Information

Model and demo information.
Automated Analysis

This demo uses Support Vector Machines (SVMs), a robust machine learning method, to analyse nocturnal pulse oximetry data in children. Computed statistical, signal processing, and oximetric features are used in the prediction process.

ML Sleep Staging of oximetry data is performed using an SVM Classifier (SVC). Thirty-second segments (epochs) of the recording are classified as Sleep or Wake, and these segments are filtered before analysis of oximetry data for sleep-disordered breathing. Sleep staging enables the computation of sleep statistics traditionally obtained from overnight polysomnography, such as sleep duration, latency, efficiency, and WASO. While this sleep staging step can be disabled, it is recommended for analysing oximetry data collected in uncontrolled environments (e.g., at home).
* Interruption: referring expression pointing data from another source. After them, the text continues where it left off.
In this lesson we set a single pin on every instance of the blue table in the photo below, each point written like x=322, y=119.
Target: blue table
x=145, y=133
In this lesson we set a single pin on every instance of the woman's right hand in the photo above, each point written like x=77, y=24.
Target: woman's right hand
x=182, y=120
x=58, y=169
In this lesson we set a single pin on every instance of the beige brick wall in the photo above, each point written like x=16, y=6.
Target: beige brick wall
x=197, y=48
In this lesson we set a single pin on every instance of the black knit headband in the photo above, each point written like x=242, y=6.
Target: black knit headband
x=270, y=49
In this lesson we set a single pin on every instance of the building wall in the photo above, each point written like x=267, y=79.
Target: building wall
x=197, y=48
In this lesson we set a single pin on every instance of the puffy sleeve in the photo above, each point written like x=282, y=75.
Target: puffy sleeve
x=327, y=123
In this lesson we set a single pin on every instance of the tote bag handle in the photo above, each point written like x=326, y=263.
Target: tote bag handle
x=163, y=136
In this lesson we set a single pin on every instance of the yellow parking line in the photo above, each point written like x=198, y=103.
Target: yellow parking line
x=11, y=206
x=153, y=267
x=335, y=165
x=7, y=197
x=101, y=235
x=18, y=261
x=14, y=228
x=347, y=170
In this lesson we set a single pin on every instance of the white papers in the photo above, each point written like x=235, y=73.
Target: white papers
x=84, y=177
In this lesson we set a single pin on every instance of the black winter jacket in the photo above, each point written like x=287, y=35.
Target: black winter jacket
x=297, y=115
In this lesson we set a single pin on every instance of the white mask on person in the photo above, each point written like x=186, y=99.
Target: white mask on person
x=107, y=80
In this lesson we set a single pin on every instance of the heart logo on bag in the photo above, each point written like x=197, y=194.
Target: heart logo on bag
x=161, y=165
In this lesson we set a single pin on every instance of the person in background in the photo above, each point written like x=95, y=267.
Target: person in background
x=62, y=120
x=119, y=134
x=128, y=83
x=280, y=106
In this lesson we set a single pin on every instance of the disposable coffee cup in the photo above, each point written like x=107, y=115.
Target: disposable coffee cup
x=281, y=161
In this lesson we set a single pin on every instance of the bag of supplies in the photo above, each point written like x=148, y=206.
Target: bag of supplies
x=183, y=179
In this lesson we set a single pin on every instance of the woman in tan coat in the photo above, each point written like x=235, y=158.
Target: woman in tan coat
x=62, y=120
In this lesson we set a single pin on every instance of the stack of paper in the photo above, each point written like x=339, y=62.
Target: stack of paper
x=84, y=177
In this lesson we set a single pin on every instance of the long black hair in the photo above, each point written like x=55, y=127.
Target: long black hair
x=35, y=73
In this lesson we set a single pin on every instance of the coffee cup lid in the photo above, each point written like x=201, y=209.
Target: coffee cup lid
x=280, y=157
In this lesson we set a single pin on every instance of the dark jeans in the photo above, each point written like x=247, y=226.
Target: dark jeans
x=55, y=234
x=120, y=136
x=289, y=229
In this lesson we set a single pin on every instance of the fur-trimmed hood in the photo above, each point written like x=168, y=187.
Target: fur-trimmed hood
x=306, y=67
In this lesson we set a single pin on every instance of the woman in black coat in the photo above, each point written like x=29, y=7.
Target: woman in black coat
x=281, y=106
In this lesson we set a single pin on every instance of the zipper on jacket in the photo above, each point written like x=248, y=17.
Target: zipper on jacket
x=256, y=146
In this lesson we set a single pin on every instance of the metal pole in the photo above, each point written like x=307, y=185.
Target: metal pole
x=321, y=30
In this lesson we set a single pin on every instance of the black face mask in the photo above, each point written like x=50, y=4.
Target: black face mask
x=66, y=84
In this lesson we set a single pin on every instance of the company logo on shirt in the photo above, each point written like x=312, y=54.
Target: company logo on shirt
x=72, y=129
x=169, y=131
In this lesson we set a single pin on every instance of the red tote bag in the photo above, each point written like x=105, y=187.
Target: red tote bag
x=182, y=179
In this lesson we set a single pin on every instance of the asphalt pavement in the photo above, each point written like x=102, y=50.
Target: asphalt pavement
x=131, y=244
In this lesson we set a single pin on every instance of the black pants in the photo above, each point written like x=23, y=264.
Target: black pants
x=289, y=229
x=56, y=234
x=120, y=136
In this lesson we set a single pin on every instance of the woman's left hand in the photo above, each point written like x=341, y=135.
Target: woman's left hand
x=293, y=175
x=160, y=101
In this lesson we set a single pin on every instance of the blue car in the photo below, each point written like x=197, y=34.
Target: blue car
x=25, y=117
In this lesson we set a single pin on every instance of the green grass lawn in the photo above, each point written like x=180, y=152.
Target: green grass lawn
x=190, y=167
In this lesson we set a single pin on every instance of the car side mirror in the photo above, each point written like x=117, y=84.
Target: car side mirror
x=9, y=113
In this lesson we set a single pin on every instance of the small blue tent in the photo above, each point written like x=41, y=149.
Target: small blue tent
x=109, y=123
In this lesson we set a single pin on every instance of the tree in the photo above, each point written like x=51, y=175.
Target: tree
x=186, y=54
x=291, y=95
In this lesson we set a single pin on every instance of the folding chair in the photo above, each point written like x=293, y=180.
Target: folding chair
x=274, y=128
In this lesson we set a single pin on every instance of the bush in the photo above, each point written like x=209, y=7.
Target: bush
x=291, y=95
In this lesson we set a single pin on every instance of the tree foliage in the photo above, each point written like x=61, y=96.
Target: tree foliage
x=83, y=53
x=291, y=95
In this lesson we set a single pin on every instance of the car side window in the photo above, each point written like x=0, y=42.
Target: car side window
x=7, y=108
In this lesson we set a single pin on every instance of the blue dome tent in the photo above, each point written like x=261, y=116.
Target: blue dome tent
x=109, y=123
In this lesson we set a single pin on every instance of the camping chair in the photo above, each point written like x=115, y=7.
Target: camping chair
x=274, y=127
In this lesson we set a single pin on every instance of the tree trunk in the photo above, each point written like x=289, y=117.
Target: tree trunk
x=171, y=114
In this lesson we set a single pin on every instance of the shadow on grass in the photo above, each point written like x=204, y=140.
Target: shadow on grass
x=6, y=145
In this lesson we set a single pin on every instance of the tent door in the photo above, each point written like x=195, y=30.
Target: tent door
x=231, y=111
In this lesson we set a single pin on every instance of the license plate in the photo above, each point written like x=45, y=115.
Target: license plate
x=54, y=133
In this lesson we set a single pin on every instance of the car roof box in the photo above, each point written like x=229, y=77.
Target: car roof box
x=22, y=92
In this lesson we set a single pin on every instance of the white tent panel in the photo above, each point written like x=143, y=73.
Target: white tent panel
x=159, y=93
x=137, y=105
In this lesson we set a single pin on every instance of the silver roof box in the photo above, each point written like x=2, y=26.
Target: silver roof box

Analysis of recording to uses either a SVM Regressor (SVR) to produce a point estimate of the apnoea-hypopnea index (AHI) with accompanying uncertainty bounds, or an SVC to predict whether the apnoea-hypopnea index (AHI) is ≥5.

Peer-reviewed article containing out-of-sample performance data coming soon.
Online Retraining

This demo also offers a streamlined pipeline retraining and validating models using a bank of pre-computed features and datasets. Newly trained models are immediately available for use after saving, enabling rapid prototyping and rollout of updated models. New data can be added to existing models and the demo allows for warm-starting existing models with these new data to substantially reducing training time.

A custom solver using Sequential Minimal Optimisation (Platt, 1998) and a set of published heuristics (Fan et al., 2005) is used. Performance of trained models using identical data and hyper-parameters are performance-equivalent to models produced by other commonly used tools.